It is a perfectly stupendous day in
Except Primo can’t.
Primo basically can’t leave the house because of his allergies.
Pollen.
I’m sure there are a million and one ways in which pollen is essential not only to flowers and bees but our whole ecosystem but right now I flippin’ hate pollen. It has laid my babydoll low.
On Tues, for the first time ever, I got a call from the school nurse, around lunchtime. Primo had what I like to term “a convulsive coughing fit” and the lunch lady thought he should go down to the nurse. He’s had a bad cough for a few days now, due to his insane congestion from allergies, so I wasn’t too worried although I knew he was feeling miserable. His eyes have been super swollen and itchy and he’s been sneezing madly and then this crazy uncontrollable coughing – kid’s exhausted. The nurse said I should come pick him up, so I did, and he was in great spirits, gleeful, even, telling me every detail of his adventure to the nurse’s office. I was, in fact, wondering why he even needed to leave school, he seemed so perky.
But I did my due diligence and called our pediatrician to see if there was anything I could add to the cocktail of allergy meds to improve things. The doc said there might be something but I had to bring him in to make sure he wasn’t wheezing first which seemed totally unnecessary to me. I mean, I’m always bringing him when he’s got a cough to check his lungs and they are always fine and now that the doc’s office moved far away, it’s a pain to go over there. But I conceded because hey, he’s the doc.

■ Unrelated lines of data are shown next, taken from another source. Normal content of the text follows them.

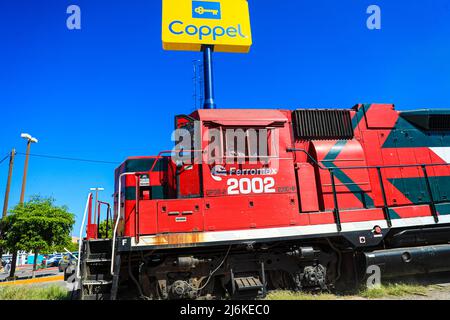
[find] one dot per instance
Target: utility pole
(30, 140)
(8, 183)
(8, 188)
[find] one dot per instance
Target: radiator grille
(322, 124)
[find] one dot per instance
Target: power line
(70, 159)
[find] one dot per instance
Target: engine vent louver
(432, 120)
(322, 124)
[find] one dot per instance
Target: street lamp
(30, 140)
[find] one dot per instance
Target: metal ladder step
(248, 283)
(96, 282)
(98, 296)
(98, 260)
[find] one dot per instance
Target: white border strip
(269, 233)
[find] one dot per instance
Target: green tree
(37, 225)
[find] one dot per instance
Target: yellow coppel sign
(189, 24)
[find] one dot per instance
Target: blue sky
(109, 91)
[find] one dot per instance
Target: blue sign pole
(208, 77)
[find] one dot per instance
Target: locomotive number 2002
(254, 185)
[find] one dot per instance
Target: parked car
(67, 260)
(54, 260)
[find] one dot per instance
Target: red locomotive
(253, 200)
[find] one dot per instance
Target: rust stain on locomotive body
(178, 239)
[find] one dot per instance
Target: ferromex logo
(189, 24)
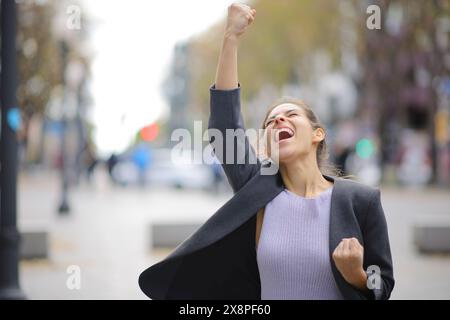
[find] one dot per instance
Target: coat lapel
(342, 225)
(260, 190)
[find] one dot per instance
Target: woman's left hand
(348, 257)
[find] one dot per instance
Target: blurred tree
(41, 64)
(403, 66)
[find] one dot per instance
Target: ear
(318, 135)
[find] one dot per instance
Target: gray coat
(218, 261)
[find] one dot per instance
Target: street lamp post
(9, 236)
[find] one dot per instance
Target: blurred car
(168, 170)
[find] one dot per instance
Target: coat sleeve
(377, 252)
(228, 138)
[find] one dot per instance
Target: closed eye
(269, 122)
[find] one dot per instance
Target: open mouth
(284, 134)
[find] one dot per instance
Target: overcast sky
(133, 43)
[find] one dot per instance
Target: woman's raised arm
(240, 16)
(235, 153)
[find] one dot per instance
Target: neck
(303, 177)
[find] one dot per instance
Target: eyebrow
(290, 110)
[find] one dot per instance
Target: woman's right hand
(240, 16)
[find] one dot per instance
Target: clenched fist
(348, 257)
(240, 16)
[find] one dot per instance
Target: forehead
(282, 108)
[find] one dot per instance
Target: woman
(296, 234)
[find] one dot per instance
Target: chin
(286, 155)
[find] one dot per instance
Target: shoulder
(357, 191)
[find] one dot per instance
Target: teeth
(288, 130)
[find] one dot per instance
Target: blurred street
(107, 236)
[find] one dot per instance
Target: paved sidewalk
(107, 236)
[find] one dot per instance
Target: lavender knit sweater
(293, 250)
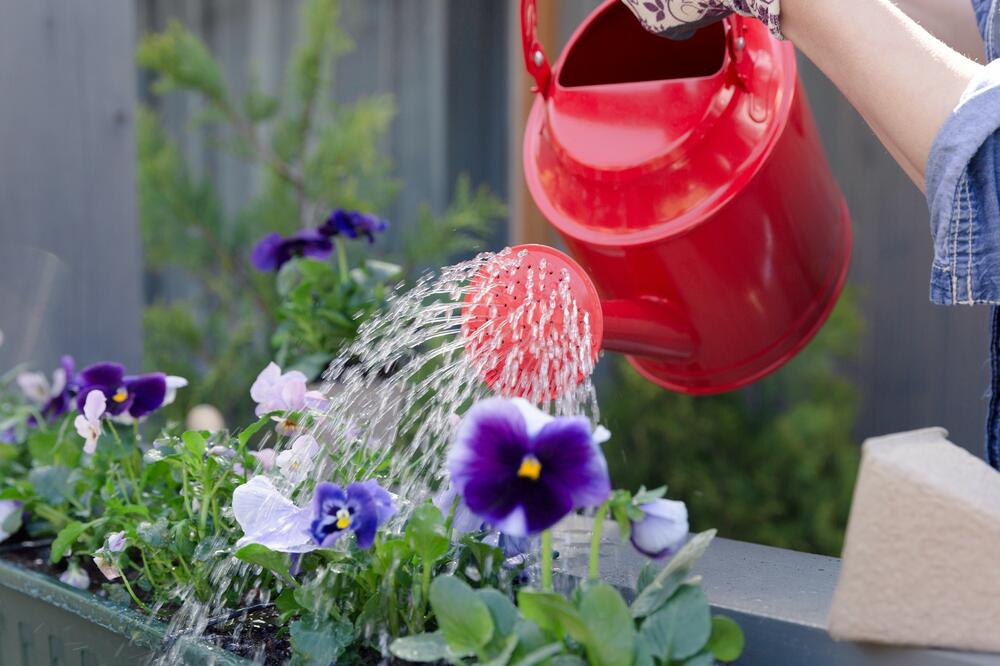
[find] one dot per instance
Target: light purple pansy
(522, 470)
(353, 224)
(269, 518)
(116, 542)
(75, 577)
(135, 395)
(663, 529)
(10, 518)
(274, 251)
(274, 391)
(295, 462)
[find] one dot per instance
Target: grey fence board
(919, 364)
(70, 277)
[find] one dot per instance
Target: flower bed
(355, 572)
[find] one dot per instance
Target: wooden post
(70, 269)
(527, 225)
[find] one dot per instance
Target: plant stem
(594, 569)
(425, 591)
(341, 259)
(547, 560)
(393, 612)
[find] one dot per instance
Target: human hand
(679, 19)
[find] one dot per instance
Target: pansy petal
(271, 519)
(663, 529)
(266, 255)
(385, 506)
(106, 375)
(364, 520)
(534, 418)
(544, 505)
(94, 405)
(148, 393)
(570, 459)
(490, 443)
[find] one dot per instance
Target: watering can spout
(534, 324)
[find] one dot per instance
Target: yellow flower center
(530, 468)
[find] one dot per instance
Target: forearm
(902, 80)
(951, 21)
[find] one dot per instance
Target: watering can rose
(522, 470)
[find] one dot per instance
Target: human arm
(903, 81)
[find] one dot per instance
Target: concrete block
(921, 561)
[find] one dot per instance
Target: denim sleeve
(963, 185)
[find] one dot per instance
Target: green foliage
(313, 154)
(774, 463)
(671, 626)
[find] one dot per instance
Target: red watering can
(688, 181)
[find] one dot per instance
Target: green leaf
(320, 643)
(286, 603)
(262, 556)
(252, 429)
(727, 641)
(421, 648)
(41, 445)
(553, 614)
(50, 483)
(670, 578)
(507, 651)
(426, 535)
(67, 537)
(681, 628)
(611, 640)
(646, 576)
(504, 613)
(195, 443)
(463, 616)
(154, 534)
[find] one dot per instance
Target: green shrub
(774, 463)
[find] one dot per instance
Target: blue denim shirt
(963, 192)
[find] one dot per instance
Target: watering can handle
(534, 56)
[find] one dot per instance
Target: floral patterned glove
(678, 19)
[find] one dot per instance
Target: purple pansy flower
(662, 530)
(136, 395)
(522, 470)
(56, 397)
(353, 224)
(269, 518)
(274, 251)
(75, 577)
(361, 509)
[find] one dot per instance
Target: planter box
(781, 599)
(43, 622)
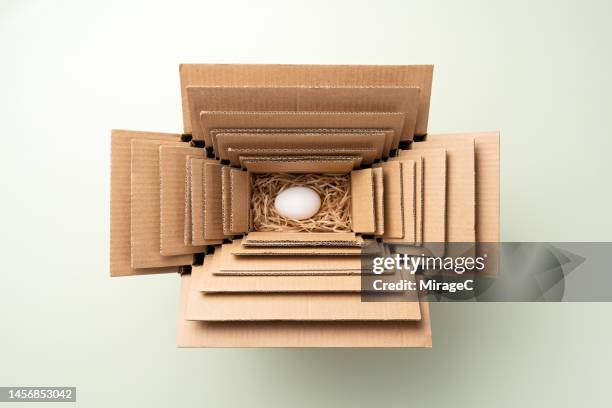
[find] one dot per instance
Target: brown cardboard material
(379, 201)
(193, 196)
(487, 186)
(362, 201)
(291, 306)
(173, 166)
(366, 154)
(388, 135)
(300, 98)
(434, 191)
(239, 249)
(300, 164)
(408, 203)
(120, 205)
(335, 121)
(240, 201)
(146, 209)
(287, 265)
(393, 198)
(226, 202)
(416, 333)
(213, 201)
(461, 185)
(487, 180)
(213, 283)
(301, 239)
(368, 145)
(419, 76)
(196, 206)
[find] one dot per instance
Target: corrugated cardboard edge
(300, 164)
(290, 306)
(393, 192)
(367, 145)
(310, 75)
(393, 98)
(300, 334)
(173, 202)
(211, 283)
(145, 207)
(363, 212)
(286, 265)
(434, 192)
(226, 202)
(302, 239)
(213, 201)
(225, 120)
(379, 198)
(240, 201)
(120, 201)
(461, 184)
(239, 249)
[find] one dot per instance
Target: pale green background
(70, 71)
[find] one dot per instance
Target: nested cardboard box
(193, 202)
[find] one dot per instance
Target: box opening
(334, 214)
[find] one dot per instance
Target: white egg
(298, 203)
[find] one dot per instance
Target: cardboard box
(173, 201)
(419, 76)
(416, 333)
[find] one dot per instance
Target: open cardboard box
(182, 203)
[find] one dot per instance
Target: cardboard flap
(362, 201)
(240, 185)
(224, 121)
(211, 283)
(366, 154)
(419, 76)
(379, 200)
(120, 201)
(194, 223)
(298, 239)
(173, 176)
(226, 202)
(434, 191)
(239, 249)
(194, 232)
(213, 201)
(294, 306)
(231, 144)
(146, 207)
(318, 99)
(300, 164)
(461, 184)
(414, 333)
(393, 198)
(286, 265)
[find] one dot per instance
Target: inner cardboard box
(193, 204)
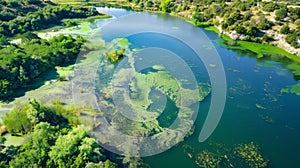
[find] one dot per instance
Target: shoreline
(273, 49)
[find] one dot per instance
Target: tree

And now I will relay to you the moral to the story:
LISTEN TO YOUR DOCTOR. Well, first, find a doctor you trust. Then listen to him. Don’t presume you know everything because you’ve been to the doc’s office a thousand times with your two kids and you’re fairly well-read about kids health and all. There is shit you don’t know, that doctors do and that’s why we have them.
The thing I didn’t know that the doctor did, was that Primo was totally wheezing – a lot, in fact. So while I thought he had a tickle in his throat causing him to cough madly for a half hour, and was shoving cough drops and honey in his throat and telling him to just relax and stop coughing, the doctor discerned that he was having bronchial spasms.

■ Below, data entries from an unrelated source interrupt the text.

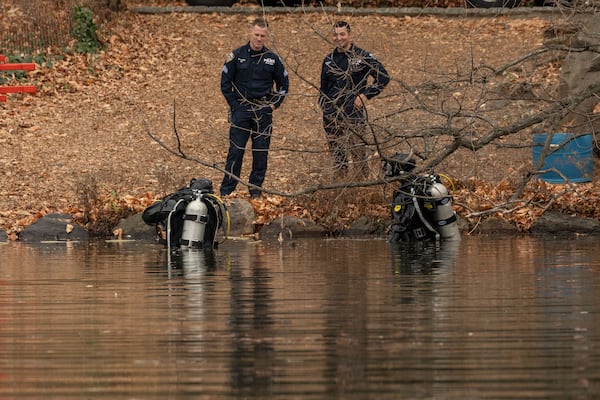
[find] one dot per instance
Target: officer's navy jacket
(344, 76)
(248, 76)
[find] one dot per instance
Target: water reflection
(326, 319)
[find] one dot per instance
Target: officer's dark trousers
(257, 126)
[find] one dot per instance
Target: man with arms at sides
(345, 89)
(254, 82)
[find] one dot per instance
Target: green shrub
(85, 31)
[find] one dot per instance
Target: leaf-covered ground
(81, 145)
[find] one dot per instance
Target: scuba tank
(439, 205)
(194, 223)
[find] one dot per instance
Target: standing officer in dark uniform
(247, 81)
(345, 89)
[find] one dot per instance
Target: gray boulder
(287, 227)
(54, 227)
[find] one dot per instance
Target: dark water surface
(513, 318)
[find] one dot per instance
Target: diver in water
(189, 217)
(421, 206)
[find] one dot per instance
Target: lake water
(487, 318)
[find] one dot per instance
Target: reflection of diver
(193, 263)
(423, 257)
(421, 207)
(190, 217)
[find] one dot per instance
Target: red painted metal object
(15, 67)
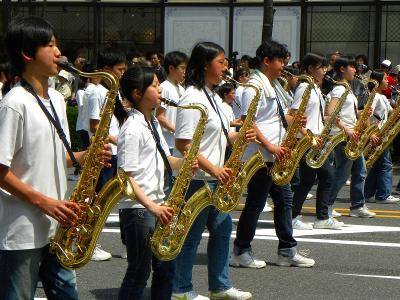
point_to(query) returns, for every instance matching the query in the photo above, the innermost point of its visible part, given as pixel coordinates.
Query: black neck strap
(54, 120)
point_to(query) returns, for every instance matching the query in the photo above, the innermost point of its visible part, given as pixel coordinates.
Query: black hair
(377, 75)
(342, 62)
(26, 35)
(312, 60)
(271, 50)
(110, 57)
(202, 55)
(136, 77)
(226, 88)
(174, 58)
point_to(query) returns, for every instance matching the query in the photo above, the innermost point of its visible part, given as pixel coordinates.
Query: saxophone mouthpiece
(169, 102)
(66, 65)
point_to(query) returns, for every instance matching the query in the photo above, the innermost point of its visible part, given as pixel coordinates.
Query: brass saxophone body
(282, 171)
(166, 241)
(387, 134)
(74, 245)
(316, 157)
(354, 149)
(227, 196)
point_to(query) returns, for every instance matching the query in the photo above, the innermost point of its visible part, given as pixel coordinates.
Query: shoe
(361, 212)
(246, 260)
(100, 255)
(232, 293)
(296, 261)
(188, 296)
(267, 207)
(330, 223)
(389, 200)
(333, 213)
(298, 224)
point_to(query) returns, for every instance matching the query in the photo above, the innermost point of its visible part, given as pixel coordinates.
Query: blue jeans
(345, 167)
(20, 270)
(379, 178)
(257, 191)
(219, 226)
(307, 179)
(137, 225)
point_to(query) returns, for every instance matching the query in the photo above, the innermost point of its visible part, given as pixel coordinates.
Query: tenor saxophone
(166, 241)
(387, 134)
(354, 149)
(74, 245)
(282, 171)
(317, 156)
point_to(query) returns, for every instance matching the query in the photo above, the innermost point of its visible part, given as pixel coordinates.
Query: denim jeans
(219, 226)
(107, 173)
(345, 167)
(138, 224)
(307, 179)
(257, 191)
(379, 178)
(20, 271)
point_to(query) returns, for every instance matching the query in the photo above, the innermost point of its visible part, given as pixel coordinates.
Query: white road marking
(372, 276)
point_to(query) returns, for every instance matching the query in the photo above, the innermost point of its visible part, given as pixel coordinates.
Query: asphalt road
(360, 261)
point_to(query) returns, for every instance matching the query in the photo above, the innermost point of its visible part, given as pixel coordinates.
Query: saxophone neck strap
(55, 121)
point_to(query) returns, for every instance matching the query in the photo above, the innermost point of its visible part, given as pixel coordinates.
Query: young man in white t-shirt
(33, 163)
(175, 65)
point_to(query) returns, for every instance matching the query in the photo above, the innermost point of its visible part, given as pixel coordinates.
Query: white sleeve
(11, 134)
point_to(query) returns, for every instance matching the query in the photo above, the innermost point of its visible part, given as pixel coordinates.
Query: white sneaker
(100, 255)
(188, 296)
(333, 213)
(232, 294)
(389, 200)
(246, 260)
(361, 212)
(330, 223)
(299, 225)
(296, 261)
(267, 207)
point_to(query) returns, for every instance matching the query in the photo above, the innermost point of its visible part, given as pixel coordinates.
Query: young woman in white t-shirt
(314, 66)
(204, 72)
(344, 70)
(143, 154)
(378, 185)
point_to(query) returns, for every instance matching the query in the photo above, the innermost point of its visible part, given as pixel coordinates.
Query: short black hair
(174, 58)
(109, 57)
(202, 55)
(26, 35)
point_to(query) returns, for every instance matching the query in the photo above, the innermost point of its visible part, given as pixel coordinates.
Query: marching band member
(204, 72)
(345, 69)
(315, 66)
(378, 184)
(271, 123)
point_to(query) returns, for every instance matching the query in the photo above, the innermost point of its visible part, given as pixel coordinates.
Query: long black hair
(136, 77)
(202, 55)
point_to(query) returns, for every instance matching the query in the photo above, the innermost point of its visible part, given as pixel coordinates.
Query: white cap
(386, 63)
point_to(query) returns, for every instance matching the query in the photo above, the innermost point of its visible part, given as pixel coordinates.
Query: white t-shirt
(138, 154)
(33, 151)
(81, 121)
(237, 102)
(213, 143)
(380, 110)
(172, 92)
(267, 117)
(96, 100)
(348, 114)
(315, 107)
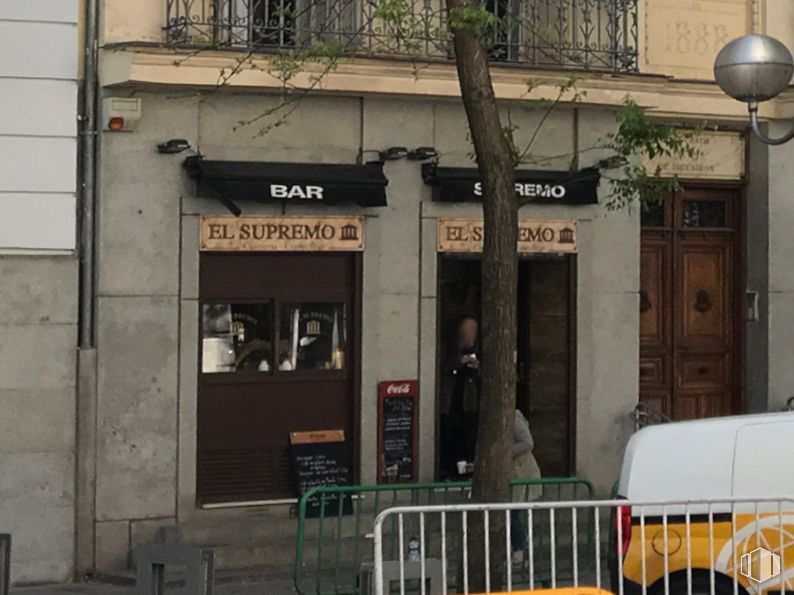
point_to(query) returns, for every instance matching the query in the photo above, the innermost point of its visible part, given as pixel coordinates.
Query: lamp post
(752, 69)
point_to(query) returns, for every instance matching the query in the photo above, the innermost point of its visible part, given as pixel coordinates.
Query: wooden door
(690, 317)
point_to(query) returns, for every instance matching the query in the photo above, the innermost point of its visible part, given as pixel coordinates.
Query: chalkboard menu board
(322, 459)
(397, 412)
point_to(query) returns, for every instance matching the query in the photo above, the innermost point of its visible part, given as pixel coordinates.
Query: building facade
(38, 294)
(262, 275)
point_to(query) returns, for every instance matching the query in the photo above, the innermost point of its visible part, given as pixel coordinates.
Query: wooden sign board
(534, 236)
(397, 431)
(722, 157)
(281, 234)
(322, 459)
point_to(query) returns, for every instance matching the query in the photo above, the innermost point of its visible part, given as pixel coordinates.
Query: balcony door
(278, 354)
(691, 319)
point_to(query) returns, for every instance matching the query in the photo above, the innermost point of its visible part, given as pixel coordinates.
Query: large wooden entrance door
(690, 316)
(545, 352)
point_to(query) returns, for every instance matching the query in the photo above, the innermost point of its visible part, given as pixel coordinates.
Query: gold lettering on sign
(683, 37)
(282, 234)
(721, 158)
(534, 236)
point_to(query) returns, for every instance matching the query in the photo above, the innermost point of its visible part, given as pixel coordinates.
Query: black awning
(462, 184)
(240, 181)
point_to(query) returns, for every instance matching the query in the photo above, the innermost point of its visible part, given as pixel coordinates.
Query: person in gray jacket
(524, 467)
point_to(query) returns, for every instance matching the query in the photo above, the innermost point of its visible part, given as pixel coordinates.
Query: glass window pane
(237, 337)
(313, 337)
(652, 215)
(704, 213)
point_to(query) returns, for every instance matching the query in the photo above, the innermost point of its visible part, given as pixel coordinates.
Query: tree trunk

Or, as Primo explained to the doc, “my convulsing cough.”
“Who taught you that word?” said the doc.
“Mommy.”
“I thought so. Mommy's a writer and likes to use big words.“
The doc sent us home with a script for a nebulizer and told me to hook Primo up every four hours for the next 24 hours. Which seemed very serious to me. I mean, I know its just wheezing and fairly common, but when you bring your kid in to the doc’s office thinking he’s got a tickle in his throat and you leave with instructions to set your alarm for 1 and 5 am so you can administer a breathing machine, it freaks a mother out.
Thankfully, Primo was there and the last thing on earth I ever want to do is freak him out – which is exceedingly easy to do. So I couldn’t indulge my anxiety and ask the doc all the questions I wanted to about what it all meant and worst-case scenario. I just smiled and said,
“All this stuff is making me W-O-R-R-I-E-D. It seems a little S-C-A-R-Y.”
And he said, “But I’m telling you we are fixing it so you should be reassured – R-E-A-S—“
“Ok, ok,” I said, “I understand.”
So we’ve been clocking some serious time with the nebulizer, the which Primo loves because he pretends it’s his hookah pipe and he’s the caterpillar from
Incredible boy, that son of mine. Only 5 year-old I know who’d make his nebulizer into a hookah.